I like to consider humanity-AI alignment in light of brain-brain alignment. If the purpose of alignment is self-preservation at the simple scale and fulfilment of individual desires at the complex scale, then brain-brain alignment hasn’t faired greatly. While we as a species are still around, our track record is severely blemished.
Another scale of alignment to consider is the alignment of a single brain with itself. The brain given to us by natural selection is not perfect, despite being in near instantaneous communication with itself (as opposed to the limited communication bandwidth between humans). Being a human, you should be familiar with the struggle of aligning the numerous working parts of your brain on a moment-by-moment basis. While we as a species are still around, the rate of failure among humans for preservation and attainment of desire is awfully low (suicide, self-sabotage, etc.).

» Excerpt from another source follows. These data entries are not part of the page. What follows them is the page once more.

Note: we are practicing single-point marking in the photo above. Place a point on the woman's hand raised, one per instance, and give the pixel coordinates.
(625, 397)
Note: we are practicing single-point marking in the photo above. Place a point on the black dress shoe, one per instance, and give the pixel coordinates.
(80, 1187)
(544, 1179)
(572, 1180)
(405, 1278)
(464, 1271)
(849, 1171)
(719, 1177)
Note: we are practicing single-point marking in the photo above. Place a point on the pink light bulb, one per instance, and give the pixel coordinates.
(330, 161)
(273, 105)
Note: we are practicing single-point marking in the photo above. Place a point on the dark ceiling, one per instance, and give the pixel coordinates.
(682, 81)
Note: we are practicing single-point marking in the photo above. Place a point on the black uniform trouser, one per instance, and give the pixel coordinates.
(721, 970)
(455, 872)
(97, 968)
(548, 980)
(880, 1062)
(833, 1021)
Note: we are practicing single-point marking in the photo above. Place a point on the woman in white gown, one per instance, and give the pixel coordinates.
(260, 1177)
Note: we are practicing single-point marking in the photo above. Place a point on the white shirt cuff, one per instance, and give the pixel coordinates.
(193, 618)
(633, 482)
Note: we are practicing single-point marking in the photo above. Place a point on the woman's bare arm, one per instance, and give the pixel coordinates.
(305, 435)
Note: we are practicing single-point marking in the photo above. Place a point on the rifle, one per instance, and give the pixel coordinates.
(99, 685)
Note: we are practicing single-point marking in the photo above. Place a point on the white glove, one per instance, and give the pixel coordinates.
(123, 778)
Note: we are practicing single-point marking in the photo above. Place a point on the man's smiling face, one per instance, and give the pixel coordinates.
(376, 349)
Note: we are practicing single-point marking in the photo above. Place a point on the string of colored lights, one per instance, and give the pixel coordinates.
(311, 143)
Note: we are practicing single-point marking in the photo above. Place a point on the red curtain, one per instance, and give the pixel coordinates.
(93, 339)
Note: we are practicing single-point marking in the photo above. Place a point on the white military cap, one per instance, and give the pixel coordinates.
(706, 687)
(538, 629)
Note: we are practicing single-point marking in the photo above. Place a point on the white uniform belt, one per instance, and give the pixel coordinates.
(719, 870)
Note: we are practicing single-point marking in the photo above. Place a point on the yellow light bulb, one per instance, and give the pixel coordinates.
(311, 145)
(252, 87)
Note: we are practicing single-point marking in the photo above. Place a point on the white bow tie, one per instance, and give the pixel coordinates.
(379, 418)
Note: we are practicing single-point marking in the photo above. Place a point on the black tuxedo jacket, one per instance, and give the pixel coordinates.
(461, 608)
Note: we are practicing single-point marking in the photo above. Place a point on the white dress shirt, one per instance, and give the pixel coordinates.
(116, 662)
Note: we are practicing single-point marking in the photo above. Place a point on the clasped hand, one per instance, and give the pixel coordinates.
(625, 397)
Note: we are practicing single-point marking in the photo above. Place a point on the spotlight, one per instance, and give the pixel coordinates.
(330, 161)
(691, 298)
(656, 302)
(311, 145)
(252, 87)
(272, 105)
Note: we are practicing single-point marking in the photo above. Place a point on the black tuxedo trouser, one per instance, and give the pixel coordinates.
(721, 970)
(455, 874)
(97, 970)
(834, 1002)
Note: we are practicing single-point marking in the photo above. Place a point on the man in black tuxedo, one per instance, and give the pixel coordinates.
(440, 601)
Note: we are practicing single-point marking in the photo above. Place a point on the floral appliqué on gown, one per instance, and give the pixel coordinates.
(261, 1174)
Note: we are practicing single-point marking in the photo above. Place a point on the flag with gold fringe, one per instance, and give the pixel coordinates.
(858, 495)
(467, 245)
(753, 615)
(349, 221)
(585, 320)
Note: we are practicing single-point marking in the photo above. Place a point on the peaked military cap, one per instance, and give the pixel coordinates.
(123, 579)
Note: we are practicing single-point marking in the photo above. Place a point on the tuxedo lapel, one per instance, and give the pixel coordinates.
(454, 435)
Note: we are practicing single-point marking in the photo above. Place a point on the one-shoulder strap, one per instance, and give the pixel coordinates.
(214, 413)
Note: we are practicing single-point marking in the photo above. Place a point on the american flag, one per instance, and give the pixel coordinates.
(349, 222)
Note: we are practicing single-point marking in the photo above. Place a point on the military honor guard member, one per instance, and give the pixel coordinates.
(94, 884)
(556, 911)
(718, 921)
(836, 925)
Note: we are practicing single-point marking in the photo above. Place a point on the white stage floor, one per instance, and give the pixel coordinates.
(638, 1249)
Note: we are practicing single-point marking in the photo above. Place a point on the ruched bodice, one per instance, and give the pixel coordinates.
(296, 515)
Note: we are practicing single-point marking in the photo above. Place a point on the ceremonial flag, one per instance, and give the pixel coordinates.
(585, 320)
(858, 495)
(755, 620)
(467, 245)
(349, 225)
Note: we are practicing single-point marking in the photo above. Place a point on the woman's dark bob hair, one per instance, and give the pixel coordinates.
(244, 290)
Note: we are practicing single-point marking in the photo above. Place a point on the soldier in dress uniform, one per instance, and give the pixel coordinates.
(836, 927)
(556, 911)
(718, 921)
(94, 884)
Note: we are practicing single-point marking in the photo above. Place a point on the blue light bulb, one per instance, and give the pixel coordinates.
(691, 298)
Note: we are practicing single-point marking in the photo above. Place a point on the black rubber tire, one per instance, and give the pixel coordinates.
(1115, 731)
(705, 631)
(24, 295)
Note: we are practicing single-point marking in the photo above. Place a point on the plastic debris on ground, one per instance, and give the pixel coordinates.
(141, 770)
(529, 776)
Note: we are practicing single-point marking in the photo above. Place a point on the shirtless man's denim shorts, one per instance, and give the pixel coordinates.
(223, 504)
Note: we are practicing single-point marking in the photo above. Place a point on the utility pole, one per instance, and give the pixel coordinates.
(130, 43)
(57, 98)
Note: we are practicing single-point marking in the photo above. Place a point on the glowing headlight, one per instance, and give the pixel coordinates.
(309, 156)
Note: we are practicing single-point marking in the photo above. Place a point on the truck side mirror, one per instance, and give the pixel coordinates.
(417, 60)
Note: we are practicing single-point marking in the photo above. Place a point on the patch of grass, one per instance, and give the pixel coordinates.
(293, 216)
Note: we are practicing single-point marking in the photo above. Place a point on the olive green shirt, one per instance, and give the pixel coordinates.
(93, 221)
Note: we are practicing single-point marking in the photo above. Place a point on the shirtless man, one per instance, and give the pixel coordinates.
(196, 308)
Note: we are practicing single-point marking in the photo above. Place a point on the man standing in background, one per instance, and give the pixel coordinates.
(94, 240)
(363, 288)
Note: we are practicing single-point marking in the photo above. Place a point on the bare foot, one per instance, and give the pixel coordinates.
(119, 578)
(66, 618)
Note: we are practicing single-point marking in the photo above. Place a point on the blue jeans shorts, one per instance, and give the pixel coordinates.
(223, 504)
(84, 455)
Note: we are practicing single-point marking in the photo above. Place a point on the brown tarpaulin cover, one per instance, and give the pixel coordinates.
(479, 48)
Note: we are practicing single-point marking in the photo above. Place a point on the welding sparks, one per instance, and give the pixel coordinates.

In light of this, I do find the idea of designing an intelligent agent, which does-what-I-mean-not-what-I-say, very strange. Where the goal is self-preservation and attainment of desire for both parties, there is nothing that suggests to me that one human can firstly decide very well what they mean, or secondly express what they have decided that they mean, through verbal or written communication, well enough to even align a fellow human (with a high success rate).
I am not suggesting that aligning a generally intelligent agent is impossible, just that at a brief glance it would appear more difficult than aligning two human brains or a single brain with itself. I am also not suggesting that this applies to agents that cannot set their own intention or are designed to have their intention modified by human input. I really have no intuition at all about agents that range between AlphaGo Zero and whatever comes just before humans in their capacity to generalise.
At this philosophical glance, to align one generally intelligent artificial entity with all of humanity’s values and desires seems very unlikely. True alignment could only come from an intelligent entity with bandwidth and architecture greater than that of the human brain, and that would still be an alignment with itself.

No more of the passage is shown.